Plusieurs pays pétroliers s’engagent à mettre fin au torchage de gaz à l’horizon 2030

Plusieurs pays pétroliers s’engagent à mettre fin au torchage de gaz à l’horizon 2030
Torchères photographiées par satellite (en rouge) en Algérie, en Tunisie et en Libye, 2006.(source : Wikimedia Commons).

Intitulée « l’élimination du brûlage de gaz à la torche à l’horizon 2030 », cette initiative à laquelle neuf pays, dix compagnies pétrolières et six institutions de développement ont déjà adhéré, a été lancée par le Secrétaire général des Nations-Unies, Ban Ki-moon, et le président de la BM, Jim Yong Kim.
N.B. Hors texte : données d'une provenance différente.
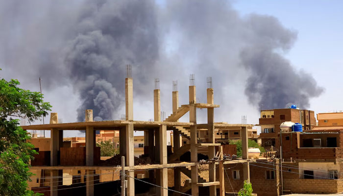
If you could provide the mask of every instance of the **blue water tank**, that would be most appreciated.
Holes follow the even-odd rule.
[[[292,105],[292,106],[291,106],[291,108],[296,109],[296,105]]]
[[[293,129],[293,131],[302,132],[302,125],[299,123],[295,123],[293,125],[292,125],[292,129]]]

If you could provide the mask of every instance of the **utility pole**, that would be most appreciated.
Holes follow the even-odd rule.
[[[41,85],[41,77],[39,77],[39,88],[41,89],[41,95],[42,95],[42,85]],[[44,116],[42,116],[43,119],[43,124],[44,124]],[[43,137],[45,137],[45,130],[43,130]]]
[[[282,177],[282,130],[280,129],[280,161],[281,169],[281,195],[283,195],[283,178]]]
[[[125,196],[125,157],[122,157],[122,196]]]

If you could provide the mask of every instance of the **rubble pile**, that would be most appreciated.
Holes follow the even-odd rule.
[[[114,155],[108,159],[100,160],[100,165],[102,166],[116,166],[122,165],[122,156],[121,154]],[[135,157],[135,165],[147,165],[151,163],[149,157],[138,158]]]

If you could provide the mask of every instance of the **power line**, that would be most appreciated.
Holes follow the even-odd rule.
[[[93,181],[97,181],[97,180],[91,180],[91,181],[88,181],[88,182],[93,182]],[[113,180],[112,180],[112,181],[107,181],[107,182],[100,182],[100,183],[97,183],[97,184],[93,184],[92,186],[98,185],[98,184],[104,184],[104,183],[107,183],[111,182],[114,182],[114,181],[113,181]],[[64,188],[64,189],[53,189],[53,190],[52,190],[52,191],[60,191],[60,190],[66,190],[66,189],[76,189],[76,188],[81,188],[81,187],[86,187],[87,186],[87,185],[84,185],[84,186],[80,186],[76,187],[70,187],[70,188]],[[46,192],[50,191],[51,191],[51,190],[38,191],[35,191],[34,192],[35,192],[35,193]]]
[[[120,175],[115,175],[115,176],[120,176]],[[78,178],[78,179],[81,179],[81,178]],[[74,180],[74,179],[72,179],[72,180]],[[54,186],[54,187],[61,187],[61,186],[71,186],[71,185],[74,185],[74,184],[85,183],[86,183],[86,182],[87,182],[87,181],[88,181],[88,182],[93,182],[93,181],[98,181],[98,180],[98,180],[98,179],[97,179],[97,180],[88,180],[88,181],[87,181],[87,180],[86,180],[86,181],[85,181],[85,182],[76,182],[76,183],[72,183],[72,184],[69,185],[61,185]],[[115,180],[112,180],[112,181],[110,181],[109,182],[114,182],[114,181],[115,181]],[[63,181],[62,180],[62,181],[59,181],[53,182],[63,182]],[[78,187],[73,187],[73,188],[78,188]],[[43,188],[46,188],[46,187],[35,187],[35,189],[43,189]],[[60,190],[60,189],[59,189],[59,190]],[[49,191],[50,191],[50,190],[49,190]],[[37,192],[39,192],[39,191],[37,191]]]
[[[126,176],[127,176],[127,177],[130,177],[130,178],[133,178],[133,179],[135,179],[135,180],[139,180],[139,181],[142,181],[142,182],[145,182],[146,183],[149,184],[150,184],[150,185],[153,185],[153,186],[155,186],[157,187],[162,188],[162,189],[167,189],[167,190],[168,190],[168,191],[173,191],[173,192],[176,192],[176,193],[179,193],[179,194],[182,194],[182,195],[186,195],[186,196],[192,196],[191,195],[187,194],[185,194],[185,193],[184,193],[180,192],[178,192],[178,191],[175,191],[175,190],[172,190],[172,189],[169,189],[167,188],[164,188],[164,187],[161,187],[161,186],[160,186],[156,185],[156,184],[154,184],[150,183],[150,182],[146,182],[146,181],[145,181],[144,180],[142,180],[139,179],[138,179],[138,178],[136,178],[135,177],[131,177],[131,176],[129,176],[129,175],[126,175]]]
[[[262,162],[256,162],[256,163],[261,163],[261,164],[262,164],[270,165],[270,164],[267,163],[262,163]],[[294,166],[294,167],[286,167],[286,166]],[[328,173],[328,172],[327,172],[327,171],[326,171],[326,170],[315,169],[313,169],[313,168],[305,168],[305,167],[297,167],[297,166],[292,166],[292,165],[284,165],[284,164],[282,164],[282,167],[284,167],[284,168],[286,168],[296,169],[303,169],[303,170],[303,170],[303,169],[307,169],[312,170],[313,170],[313,171],[316,171],[316,172],[321,172],[321,173]],[[320,171],[323,171],[323,172],[320,172]],[[343,173],[343,172],[337,172],[337,173],[339,173],[340,174],[341,174],[342,173]]]

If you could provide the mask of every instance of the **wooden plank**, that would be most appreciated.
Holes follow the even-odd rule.
[[[208,187],[210,186],[217,186],[219,185],[219,182],[204,182],[202,183],[196,183],[196,185],[199,187]]]
[[[210,147],[210,146],[220,146],[221,145],[220,143],[198,143],[198,147]]]
[[[160,163],[161,164],[167,164],[167,127],[166,125],[160,126]],[[168,195],[168,171],[167,168],[160,170],[160,182],[161,186],[161,196]]]
[[[218,151],[219,152],[219,154],[220,154],[219,159],[223,159],[223,149],[222,147],[218,147]],[[225,180],[224,179],[224,164],[223,164],[223,161],[220,161],[219,162],[219,196],[225,196]]]
[[[255,124],[226,124],[220,123],[214,123],[215,128],[220,129],[228,128],[228,129],[240,129],[242,127],[253,127]],[[197,128],[198,129],[207,129],[208,128],[208,124],[197,124]]]
[[[237,162],[235,162],[238,163]],[[233,163],[231,163],[232,164]],[[126,166],[125,170],[141,170],[146,169],[159,169],[162,168],[172,168],[176,167],[184,167],[193,166],[197,164],[197,163],[183,162],[179,163],[169,163],[168,164],[159,165],[137,165],[134,167]],[[32,166],[30,168],[31,170],[121,170],[121,167],[111,166]]]
[[[167,128],[175,126],[189,127],[193,125],[191,122],[150,122],[139,121],[94,121],[90,122],[78,122],[70,123],[60,123],[55,124],[35,124],[22,126],[24,130],[49,130],[56,128],[59,130],[86,130],[87,126],[92,126],[97,130],[109,130],[109,129],[119,129],[120,127],[124,127],[128,123],[133,123],[137,128],[154,127],[158,128],[162,124],[166,125]]]
[[[196,107],[197,108],[213,108],[215,107],[219,107],[219,105],[211,103],[197,103],[195,104],[195,105]]]
[[[126,164],[129,167],[133,167],[135,165],[134,162],[134,139],[133,139],[133,124],[129,123],[126,126]],[[135,195],[135,177],[134,172],[129,171],[126,173],[127,177],[127,195]]]

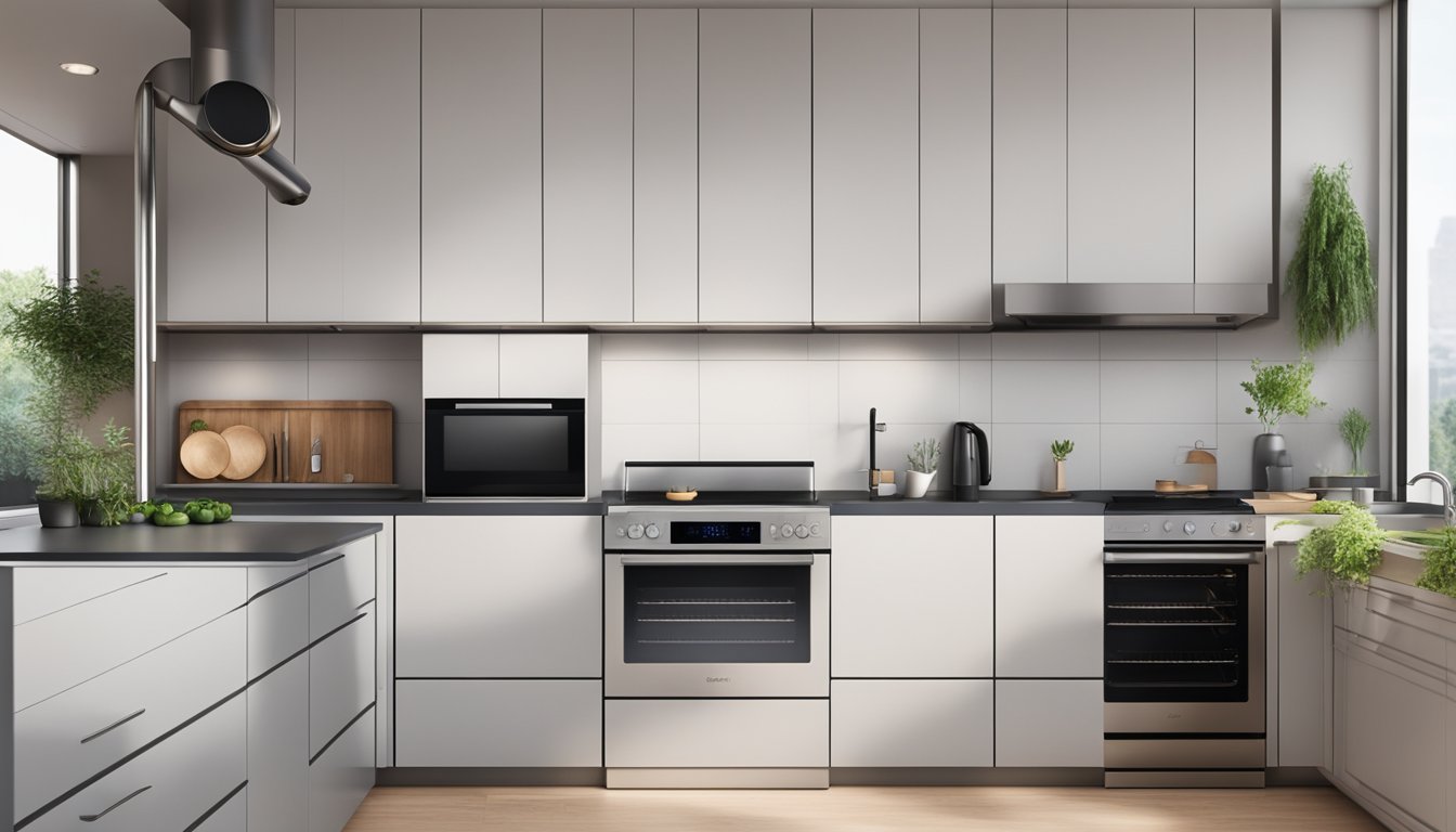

Les entités participant à cette initiative représentent plus de 40% du volume de gaz torché dans le monde.

 

 

Les dirigeants de grandes compagnies pétrolières ainsi que des responsables de plusieurs pays producteurs de pétrole ont pris récemment l’engagement de mettre fin, d’ici à 2030, au torchage systématique de gaz, a indiqué la Banque mondiale (BM) dans un communiqué.

Cet engagement a été pris en marge de la réunion de printemps de la BM et du FMI tenue les 16 et 17 avril à Washington.

Intitulée « l’élimination du brûlage de gaz à la torche à l’horizon 2030 », cette initiative à laquelle neuf pays, dix compagnies pétrolières et six institutions de développement ont déjà adhéré, a été lancée par le Secrétaire général des Nations-Unies, Ban Ki-moon, et le président de la BM, Jim Yong Kim.

Les entités participant à cette initiative représentent plus de 40% du volume de gaz torché dans le monde.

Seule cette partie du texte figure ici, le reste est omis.